Infraestructura de Baja Latencia
La infraestructura de baja latencia se refiere a un entorno de computación, configuración de red y hardware diseñado específicamente para minimizar el tiempo de retraso entre el envío de una solicitud y la recepción de una respuesta. Este retraso, conocido como latencia, es fundamental en aplicaciones donde se necesita retroalimentación inmediata para la funcionalidad o la satisfacción del usuario.
En los servicios digitales modernos, la latencia impacta directamente en la experiencia del usuario (UX) y la eficiencia operativa. Una alta latencia conduce a tiempos de espera agotados, viajes de usuario frustrantes y una degradación de la calidad del servicio. Para sistemas críticos como el comercio financiero, los vehículos autónomos o la inferencia de IA en tiempo real, incluso milisegundos de retraso pueden traducirse en pérdidas financieras significativas o fallos operativos.
Lograr baja latencia implica optimizar varias capas de la pila tecnológica. Esto incluye seleccionar hardware de red de alta velocidad, utilizar centros de datos distribuidos geográficamente (computación en el borde o 'edge computing'), optimizar el código de software para minimizar la sobrecarga de procesamiento y emplear protocolos de serialización y transmisión de datos eficientes.
El principal beneficio es una mayor capacidad de respuesta.

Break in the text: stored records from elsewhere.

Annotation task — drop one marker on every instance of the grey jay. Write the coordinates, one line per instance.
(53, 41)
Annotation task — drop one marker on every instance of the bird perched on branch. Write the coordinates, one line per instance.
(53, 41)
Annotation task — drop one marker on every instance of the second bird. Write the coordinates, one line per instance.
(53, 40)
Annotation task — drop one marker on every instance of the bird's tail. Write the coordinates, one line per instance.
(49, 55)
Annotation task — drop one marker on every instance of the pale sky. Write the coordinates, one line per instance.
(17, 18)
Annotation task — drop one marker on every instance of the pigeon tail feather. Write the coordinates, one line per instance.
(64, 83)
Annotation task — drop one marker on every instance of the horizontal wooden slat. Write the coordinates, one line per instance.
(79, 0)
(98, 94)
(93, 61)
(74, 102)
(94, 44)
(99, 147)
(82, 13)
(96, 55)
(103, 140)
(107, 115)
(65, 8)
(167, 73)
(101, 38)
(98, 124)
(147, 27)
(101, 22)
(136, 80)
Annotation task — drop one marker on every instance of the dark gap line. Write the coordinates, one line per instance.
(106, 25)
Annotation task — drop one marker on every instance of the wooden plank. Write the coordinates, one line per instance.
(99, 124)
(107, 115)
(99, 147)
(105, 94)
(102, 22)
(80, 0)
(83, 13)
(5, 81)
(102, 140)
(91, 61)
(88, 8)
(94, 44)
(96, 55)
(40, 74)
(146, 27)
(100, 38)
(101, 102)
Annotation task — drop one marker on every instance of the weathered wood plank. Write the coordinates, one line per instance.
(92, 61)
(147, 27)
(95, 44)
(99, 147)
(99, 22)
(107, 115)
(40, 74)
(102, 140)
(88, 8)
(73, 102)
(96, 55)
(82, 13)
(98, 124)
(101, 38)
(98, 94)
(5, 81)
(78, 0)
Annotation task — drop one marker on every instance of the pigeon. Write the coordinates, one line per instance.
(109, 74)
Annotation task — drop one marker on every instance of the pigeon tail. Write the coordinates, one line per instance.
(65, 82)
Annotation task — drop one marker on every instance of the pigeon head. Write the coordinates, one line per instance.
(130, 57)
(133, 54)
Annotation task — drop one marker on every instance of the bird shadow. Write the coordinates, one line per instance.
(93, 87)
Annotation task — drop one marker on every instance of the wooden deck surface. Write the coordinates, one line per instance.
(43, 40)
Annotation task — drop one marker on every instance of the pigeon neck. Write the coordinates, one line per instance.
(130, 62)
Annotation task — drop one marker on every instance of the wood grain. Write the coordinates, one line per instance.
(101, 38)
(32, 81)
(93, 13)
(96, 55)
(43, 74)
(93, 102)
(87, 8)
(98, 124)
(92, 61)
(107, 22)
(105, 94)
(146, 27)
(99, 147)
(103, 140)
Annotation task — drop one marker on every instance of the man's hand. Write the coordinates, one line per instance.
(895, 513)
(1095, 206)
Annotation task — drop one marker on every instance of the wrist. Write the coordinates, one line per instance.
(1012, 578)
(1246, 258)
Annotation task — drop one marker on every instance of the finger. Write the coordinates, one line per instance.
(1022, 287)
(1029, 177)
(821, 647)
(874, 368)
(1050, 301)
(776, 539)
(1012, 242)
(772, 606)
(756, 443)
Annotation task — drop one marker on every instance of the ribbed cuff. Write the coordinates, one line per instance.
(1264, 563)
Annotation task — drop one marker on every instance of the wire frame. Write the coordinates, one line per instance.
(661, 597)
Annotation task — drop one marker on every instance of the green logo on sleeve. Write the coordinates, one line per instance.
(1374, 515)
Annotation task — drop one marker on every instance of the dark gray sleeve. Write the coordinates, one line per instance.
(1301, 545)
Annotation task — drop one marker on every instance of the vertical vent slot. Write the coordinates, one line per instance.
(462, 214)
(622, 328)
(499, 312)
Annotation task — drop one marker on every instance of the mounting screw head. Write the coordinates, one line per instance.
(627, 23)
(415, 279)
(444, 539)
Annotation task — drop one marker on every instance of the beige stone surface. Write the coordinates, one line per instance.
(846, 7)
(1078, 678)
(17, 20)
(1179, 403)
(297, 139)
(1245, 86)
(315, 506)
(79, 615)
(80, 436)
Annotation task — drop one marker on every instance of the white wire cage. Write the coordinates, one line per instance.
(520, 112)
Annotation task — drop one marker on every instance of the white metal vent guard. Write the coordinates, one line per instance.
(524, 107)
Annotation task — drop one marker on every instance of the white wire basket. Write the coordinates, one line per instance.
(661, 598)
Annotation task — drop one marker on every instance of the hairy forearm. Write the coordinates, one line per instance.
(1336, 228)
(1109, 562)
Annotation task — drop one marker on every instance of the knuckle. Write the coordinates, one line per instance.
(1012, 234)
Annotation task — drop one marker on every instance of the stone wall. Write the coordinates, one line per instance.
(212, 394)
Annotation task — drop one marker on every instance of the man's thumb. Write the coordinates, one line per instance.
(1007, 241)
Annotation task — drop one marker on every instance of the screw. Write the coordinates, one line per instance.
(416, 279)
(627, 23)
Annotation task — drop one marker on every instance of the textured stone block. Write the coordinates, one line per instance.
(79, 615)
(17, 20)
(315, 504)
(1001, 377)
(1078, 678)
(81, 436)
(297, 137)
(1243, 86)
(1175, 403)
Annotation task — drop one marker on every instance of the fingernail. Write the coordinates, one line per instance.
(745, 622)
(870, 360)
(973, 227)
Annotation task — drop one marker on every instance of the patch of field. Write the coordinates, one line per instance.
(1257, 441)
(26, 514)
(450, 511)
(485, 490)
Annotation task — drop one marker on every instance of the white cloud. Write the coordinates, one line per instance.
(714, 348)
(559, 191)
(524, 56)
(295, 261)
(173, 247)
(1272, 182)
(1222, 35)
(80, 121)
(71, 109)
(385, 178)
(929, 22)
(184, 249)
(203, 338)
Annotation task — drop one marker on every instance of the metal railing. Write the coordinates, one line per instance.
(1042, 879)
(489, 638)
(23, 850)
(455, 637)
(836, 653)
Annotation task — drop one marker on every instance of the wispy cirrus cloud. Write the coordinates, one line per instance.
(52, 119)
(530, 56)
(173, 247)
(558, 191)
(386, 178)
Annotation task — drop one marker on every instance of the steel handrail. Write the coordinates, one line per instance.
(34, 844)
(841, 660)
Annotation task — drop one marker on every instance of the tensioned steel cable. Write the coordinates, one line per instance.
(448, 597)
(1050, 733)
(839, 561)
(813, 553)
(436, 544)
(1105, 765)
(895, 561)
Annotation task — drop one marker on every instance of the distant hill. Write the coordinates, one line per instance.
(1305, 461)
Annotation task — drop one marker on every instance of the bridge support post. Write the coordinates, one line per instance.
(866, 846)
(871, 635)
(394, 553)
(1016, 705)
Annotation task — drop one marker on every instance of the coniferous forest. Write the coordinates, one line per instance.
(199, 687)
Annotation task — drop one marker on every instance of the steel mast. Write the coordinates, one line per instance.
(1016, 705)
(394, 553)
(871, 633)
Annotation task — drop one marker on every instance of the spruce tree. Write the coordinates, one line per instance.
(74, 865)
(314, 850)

Esto se traduce directamente en una mayor participación del usuario, mejores tasas de conversión para el comercio electrónico y la capacidad de soportar flujos de trabajo de automatización complejos y sensibles al tiempo. Permite que los sistemas operen más cerca de la velocidad de los eventos en tiempo real.
Implementar sistemas de baja latencia es complejo. Los desafíos incluyen la gestión del jitter de red (variación en la latencia), garantizar la coherencia entre nodos distribuidos y el alto costo asociado con hardware especializado de alto rendimiento y la proximidad a los usuarios finales.
Los conceptos relacionados incluyen el Rendimiento (el volumen de datos procesados en un período de tiempo), el Jitter (la variación en el retraso de los paquetes) y la Computación en el Borde (procesar datos físicamente más cerca de la fuente para reducir el tiempo de viaje).